ESA’s Biomass Satellite Slated for April 29 Launch
Arianespace will Boost the Spacecraft into Orbit with Vega C Rocket
The ESA Earth Explorer Biomass satellite is slated for launch from Europe’s Spaceport in French Guiana on April 29. The mission called “VV26”, will place its passenger on board an Arianespace Vega C launcher, into Sun-Synchronous Orbit at an altitude of around 414 miles. Spacecraft separation will occur 57 minutes after lift-off.
ESA’s Earth Explorers satellites are recognized as being among the world’s leading research missions, delivering groundbreaking scientific insights about Earth’s complex systems. Forests, the ‘Earth’s green lungs’, absorb around 8 billion metric tons of carbon dioxide from the atmosphere each year. Deforestation and degradation, particularly in tropical regions, are causing carbon stored in forests to be released back into the atmosphere. Quantifying the global carbon cycle is essential to understanding the subsequent implications for our climate.

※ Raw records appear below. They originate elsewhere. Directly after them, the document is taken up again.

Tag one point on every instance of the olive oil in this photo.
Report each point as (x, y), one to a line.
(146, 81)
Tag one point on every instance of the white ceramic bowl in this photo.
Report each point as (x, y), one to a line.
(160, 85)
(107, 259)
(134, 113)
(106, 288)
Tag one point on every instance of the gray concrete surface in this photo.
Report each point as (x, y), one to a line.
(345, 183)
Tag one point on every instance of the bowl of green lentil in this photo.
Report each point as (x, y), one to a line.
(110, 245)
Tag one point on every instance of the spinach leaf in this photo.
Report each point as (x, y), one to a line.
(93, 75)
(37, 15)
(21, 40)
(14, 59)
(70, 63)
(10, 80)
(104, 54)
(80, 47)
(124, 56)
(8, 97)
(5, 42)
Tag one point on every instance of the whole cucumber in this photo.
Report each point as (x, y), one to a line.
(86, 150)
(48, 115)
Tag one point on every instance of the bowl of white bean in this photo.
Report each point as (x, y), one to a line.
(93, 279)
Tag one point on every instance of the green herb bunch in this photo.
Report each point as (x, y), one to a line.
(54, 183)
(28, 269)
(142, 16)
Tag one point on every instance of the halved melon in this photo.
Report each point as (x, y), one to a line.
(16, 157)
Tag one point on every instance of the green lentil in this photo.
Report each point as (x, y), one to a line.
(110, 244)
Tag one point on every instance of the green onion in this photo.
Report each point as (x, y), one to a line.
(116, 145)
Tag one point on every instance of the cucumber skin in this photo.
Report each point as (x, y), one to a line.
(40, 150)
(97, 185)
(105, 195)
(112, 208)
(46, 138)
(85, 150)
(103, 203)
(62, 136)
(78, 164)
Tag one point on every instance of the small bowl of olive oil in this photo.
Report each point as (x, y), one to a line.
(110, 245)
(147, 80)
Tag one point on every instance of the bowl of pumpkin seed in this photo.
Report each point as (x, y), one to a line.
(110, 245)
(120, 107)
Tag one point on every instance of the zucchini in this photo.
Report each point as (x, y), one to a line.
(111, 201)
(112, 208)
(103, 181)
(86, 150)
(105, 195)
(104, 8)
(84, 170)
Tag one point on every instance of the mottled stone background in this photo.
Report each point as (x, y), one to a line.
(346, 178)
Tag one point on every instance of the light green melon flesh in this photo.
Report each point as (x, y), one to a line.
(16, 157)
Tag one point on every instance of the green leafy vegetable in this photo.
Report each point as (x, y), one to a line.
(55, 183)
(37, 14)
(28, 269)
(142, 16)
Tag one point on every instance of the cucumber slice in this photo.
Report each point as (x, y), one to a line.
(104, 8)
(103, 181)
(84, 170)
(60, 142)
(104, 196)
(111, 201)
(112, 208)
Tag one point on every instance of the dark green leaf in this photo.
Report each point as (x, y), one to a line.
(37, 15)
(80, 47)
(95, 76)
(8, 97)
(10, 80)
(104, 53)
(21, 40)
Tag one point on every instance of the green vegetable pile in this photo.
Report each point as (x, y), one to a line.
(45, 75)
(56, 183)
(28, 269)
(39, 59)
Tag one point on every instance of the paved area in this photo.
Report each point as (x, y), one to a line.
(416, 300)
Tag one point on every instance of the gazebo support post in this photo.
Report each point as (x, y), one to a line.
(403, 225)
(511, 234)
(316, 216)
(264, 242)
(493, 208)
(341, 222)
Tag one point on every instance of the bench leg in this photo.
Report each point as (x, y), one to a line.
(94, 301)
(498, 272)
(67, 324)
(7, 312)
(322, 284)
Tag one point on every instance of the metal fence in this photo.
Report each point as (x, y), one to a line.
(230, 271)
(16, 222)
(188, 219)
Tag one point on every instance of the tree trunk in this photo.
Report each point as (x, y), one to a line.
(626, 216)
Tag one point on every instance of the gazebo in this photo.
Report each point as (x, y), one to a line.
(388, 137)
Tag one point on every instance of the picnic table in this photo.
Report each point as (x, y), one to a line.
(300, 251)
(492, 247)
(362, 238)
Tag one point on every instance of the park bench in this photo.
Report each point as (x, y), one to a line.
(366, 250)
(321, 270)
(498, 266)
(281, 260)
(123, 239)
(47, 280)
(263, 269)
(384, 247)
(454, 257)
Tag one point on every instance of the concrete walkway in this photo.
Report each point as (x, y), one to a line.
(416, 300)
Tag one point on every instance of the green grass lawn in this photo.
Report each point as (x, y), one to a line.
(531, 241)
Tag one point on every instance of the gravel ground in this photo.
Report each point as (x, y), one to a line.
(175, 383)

The Biomass satellite carries the first P-band synthetic aperture radar to observe Earth from space. Thanks to its long wavelength, around 70 cm, the radar signal can penetrate all the way through the forest canopy. This allows it to collect information on the height and structure of different forest types and measure the amount of carbon stored in the world’s forests and how it changes over time. In addition, the Biomass mission will map subsurface geology in deserts, the ice structure of ice sheets and the topography of forest floors.
Biomass, manufactured by Airbus Defense and Space, will spend at least five years making detailed observations and witnessing at least eight growth cycles in the world’s forests. Observations from this new mission will also lead to better insight into the rates of habitat loss and, as a result, the effect this may have on biodiversity in the forest environment.